White paper

The fallacy of self-reporting

People are notoriously bad at self-evaluation 

As learning professionals, our ultimate goal for employee training is behavioral change. We want to develop the behaviors that drive performance and increase competitive advantage while discouraging the behaviors that reduce productivity, increase risk exposure or damage culture. But on-the-job behavior is hard to measure, and observing people as they work can cause behavioral changes on its own (what organizational psychologists call the Hawthorne effect1).

As a result, many talent professionals turn to self-evaluation questions such as: “How often did you use the new training in the last week?” or “How relevant is the training for your day-to-day work?” to evaluate whether an initiative actually changed behavior and delivered a positive business outcome.

Unfortunately, people are notoriously bad at self-evaluation, this is particularly true with a soft skills assessment. People new to a skill are highly prone to overestimate their abilities: organizational psychologists refer to this as the Dunning-Kruger effect2.

Even if they do have an accurate understanding of their skills, leading questions (and questions that suggest the desired answer) cause employees to consciously or unconsciously distort their answers to comply with the lead. Social psychologists designing experiments refer to these as demand characteristics3. For example, a question that asks “How relevant was the training?", contains an embedded assumption that the training was somewhat relevant.

In addition, people’s conscious and unconscious desire to see themselves, and present themselves to others, as highly competent and skilled workers, inflates people’s estimates of their abilities. Social psychologists refer to this as the social desirability effect4.

A perfect storm of distortion

When employees are asked to assess their own proficiency in soft skills, all of these factors (Dunning-Kruger, demand characteristics, and social desirability) combine in a perfect storm of distortion.

This is illustrated with a snapshot of data from 27,728 people who completed 83,932 ETU simulation sessions. Before these particular simulations, people were asked to predict how well they would perform on various soft skills and tasks. They then completed the simulation, and their behavior was automatically measured according to those same soft skills.

Figure 1 shows how peoples’ self-reported skills (their predicted performance) corresponds to their demonstrated skills in the simulations.

Out of 431,871 prediction/behavior pairs, only 23.2% of simulation performances were within 5 points of the prediction.

Figure 1. Ability based on behavior and self-assessed skills.

The grey line represents accurate self-assessment.

Overconfidence drops as skills increase

As Dunning and Kruger predicted, overconfidence drops as skills increase - this is very clear from Figure 2. Someone with low ability (who scored 20 in a simulation) will overestimate their skills by a median of 189%. Someone with high ability (who scored 70 in a simulation) will still overestimate, but by only 12%.

Most interestingly, people who have mastered a skill (score of 100 in the simulation) actually tend to underestimate their skills by 12%.

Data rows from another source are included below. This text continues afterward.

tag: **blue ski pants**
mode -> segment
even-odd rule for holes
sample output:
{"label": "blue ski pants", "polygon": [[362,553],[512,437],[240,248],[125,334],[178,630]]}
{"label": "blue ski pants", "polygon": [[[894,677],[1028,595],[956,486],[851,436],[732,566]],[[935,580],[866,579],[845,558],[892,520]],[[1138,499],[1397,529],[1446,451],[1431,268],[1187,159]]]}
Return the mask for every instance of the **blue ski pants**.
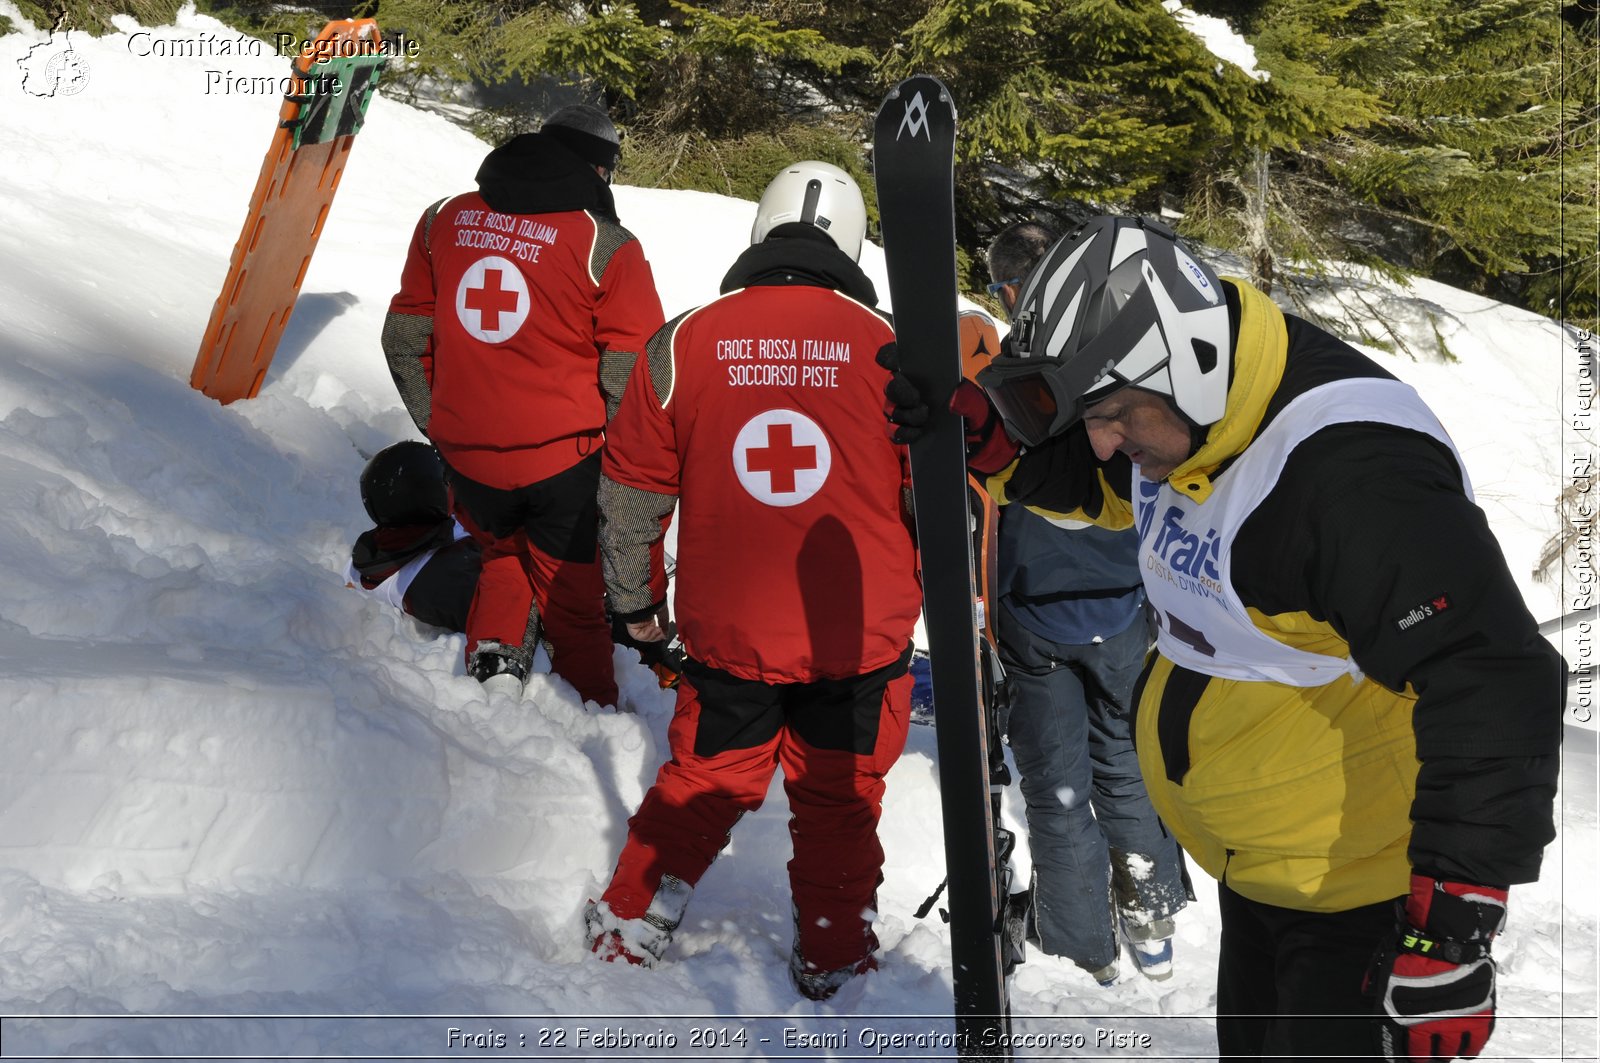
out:
{"label": "blue ski pants", "polygon": [[1002,607],[999,641],[1010,687],[1001,726],[1022,776],[1040,948],[1096,971],[1119,954],[1114,916],[1145,924],[1188,903],[1177,842],[1133,750],[1146,627],[1136,618],[1121,634],[1068,646]]}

Figure 2. Self-assessments become more accurate (closer to ability
as measured via simulation decisions) as abilities improve.

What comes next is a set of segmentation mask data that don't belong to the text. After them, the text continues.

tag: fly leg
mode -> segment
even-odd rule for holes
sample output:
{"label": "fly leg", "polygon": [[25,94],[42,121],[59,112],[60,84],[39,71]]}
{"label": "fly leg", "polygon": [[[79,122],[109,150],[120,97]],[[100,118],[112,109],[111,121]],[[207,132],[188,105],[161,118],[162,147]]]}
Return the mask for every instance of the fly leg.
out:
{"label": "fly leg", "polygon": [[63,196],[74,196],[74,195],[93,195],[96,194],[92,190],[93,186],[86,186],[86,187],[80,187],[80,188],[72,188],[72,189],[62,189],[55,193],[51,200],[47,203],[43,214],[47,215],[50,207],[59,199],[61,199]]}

When training is focused on developing skills or behaviors, self-reported measurement is inaccurate at measuring transfer, impact or change in response to the training.

Measuring behavior change is critical to successfully evaluating and shaping our learning programs and initiatives and ultimately driving our organizations to succeed and excel in a competitive world. The facts are clear: to truly measure the impact of learning in our organizations we have to accurately assess skills and behaviors. ETU can help accurately measure skills and behaviors in an objective, standardized and scalable way.

1 Hawthorne Effect
When employees know they are being observed, their behavior changes in ways that can affect performance.

2 Dunning-Kruger Effect
Ability is inversely related to self-perceived competence.

3 Demand Characteristics
Word choices and behavior by assessors away what answer is desired or expected.

4 Social Desirability Effect
Behaviors driven by the desire to conform with the expectations of others.

This research article is an amended extract from an earlier white paper from ETU, authored by Dr. Bethany Kok.